Events

Hanging of the Green

Have you ever wondered why we talk about the “hanging of the green?” Or why an evergreen is called an evergreen? And why Christmas greens are traditionally used to emphasize the nativity? 

Green represents renewal, new life, freshness, and rebirth. Plants such as pine, fir, holly, ivy, and mistletoe are called evergreens because they do not die; through the seasons of the year, they remain ever-green; Ever-alive. It is no wonder then that we deck our sanctuary and halls with evergreens during this Advent season. Advent is the season of preparation for the ever-coming Christ, God’s gift to us of renewal and transformation.

Because the needles of the pine and fir trees appear not to die each season, the ancients saw them as signs of things that last forever. Isaiah tells us that there will be no end to the reign of the Messiah. Therefore, we hang these wreaths of evergreens shaped in a circle, which has no end, to signify that the kingdom of God, to which Christ so eloquently testified, is also without end, and is realized wherever truth, justice, and peace prevail.

Today, the Christmas tree is the center of our festivities. Glittering with lights and ornaments, it is a part of the beauty and meaning of Christmas. There are several legends and stories about the Christmas tree.

The first use of the Christmas tree was in the medieval German Paradise Plays held outdoors and portraying the creation of humankind. 

The tree of Life was a fir tree decorated with apples. Later other ornaments were hung upon them, such as paper flowers and gilded nuts. In England branches or whole trees were forced into bloom indoors for Christmas. From these beginnings the use of a tree at Christmas was established. Martin Luther was perhaps the first to use a lighted tree.

The story is told that on one Christmas Eve, Martin Luther wandered outdoors and became enraptured with the beauty of the starry sky. Its brilliance and loveliness led him to reflect on the glory of the first Christmas Eve as seen in Bethlehem’s radiant skies. 

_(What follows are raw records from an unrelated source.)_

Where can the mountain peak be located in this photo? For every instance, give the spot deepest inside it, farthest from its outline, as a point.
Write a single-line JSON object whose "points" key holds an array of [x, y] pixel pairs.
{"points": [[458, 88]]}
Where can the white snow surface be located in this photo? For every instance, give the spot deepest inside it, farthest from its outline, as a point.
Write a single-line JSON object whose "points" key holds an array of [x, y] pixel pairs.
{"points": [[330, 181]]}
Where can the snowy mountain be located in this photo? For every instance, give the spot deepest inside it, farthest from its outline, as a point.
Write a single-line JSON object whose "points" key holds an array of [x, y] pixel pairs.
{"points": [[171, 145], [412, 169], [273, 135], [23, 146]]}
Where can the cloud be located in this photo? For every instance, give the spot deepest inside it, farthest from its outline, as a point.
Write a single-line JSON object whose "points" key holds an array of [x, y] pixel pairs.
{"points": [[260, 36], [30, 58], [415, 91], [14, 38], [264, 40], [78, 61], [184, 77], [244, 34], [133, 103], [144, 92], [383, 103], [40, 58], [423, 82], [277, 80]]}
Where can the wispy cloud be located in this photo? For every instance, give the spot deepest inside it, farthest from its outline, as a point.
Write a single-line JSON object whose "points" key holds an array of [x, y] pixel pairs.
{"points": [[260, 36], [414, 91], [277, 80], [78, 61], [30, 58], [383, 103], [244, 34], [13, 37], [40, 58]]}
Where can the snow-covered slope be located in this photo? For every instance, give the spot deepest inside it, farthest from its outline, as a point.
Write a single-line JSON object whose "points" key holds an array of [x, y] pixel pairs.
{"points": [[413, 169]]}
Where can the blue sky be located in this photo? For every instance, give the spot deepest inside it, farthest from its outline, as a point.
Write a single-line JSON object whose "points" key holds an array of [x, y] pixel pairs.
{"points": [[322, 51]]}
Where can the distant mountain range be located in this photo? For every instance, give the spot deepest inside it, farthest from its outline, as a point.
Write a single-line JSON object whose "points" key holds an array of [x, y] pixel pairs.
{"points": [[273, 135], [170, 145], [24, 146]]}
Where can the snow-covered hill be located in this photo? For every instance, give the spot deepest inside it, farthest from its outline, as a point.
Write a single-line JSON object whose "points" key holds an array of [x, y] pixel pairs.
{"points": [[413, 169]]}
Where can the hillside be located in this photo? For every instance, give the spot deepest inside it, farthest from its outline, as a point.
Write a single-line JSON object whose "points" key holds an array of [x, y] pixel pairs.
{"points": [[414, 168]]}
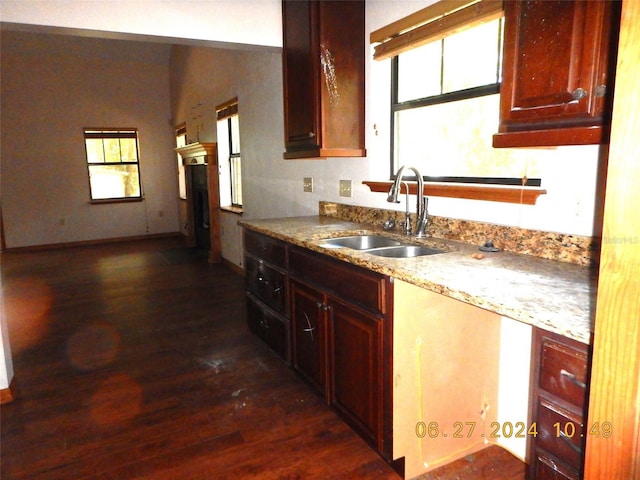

Wishing to share with his wife and children the enchantment he had felt, he cut from the forest an evergreen, glistening with snow, and took it home. He placed upon it candles to represent the glorious heavens he had seen. The use of a candle-lighted tree spread to all Europe, then America came to regard it as the central ornament of Christmas.

During this season of Advent, whenever you see a lighted Christmas tree, let it call to mind the One who brings light to our darkness, healing to our brokenness, and peace to all who receive him.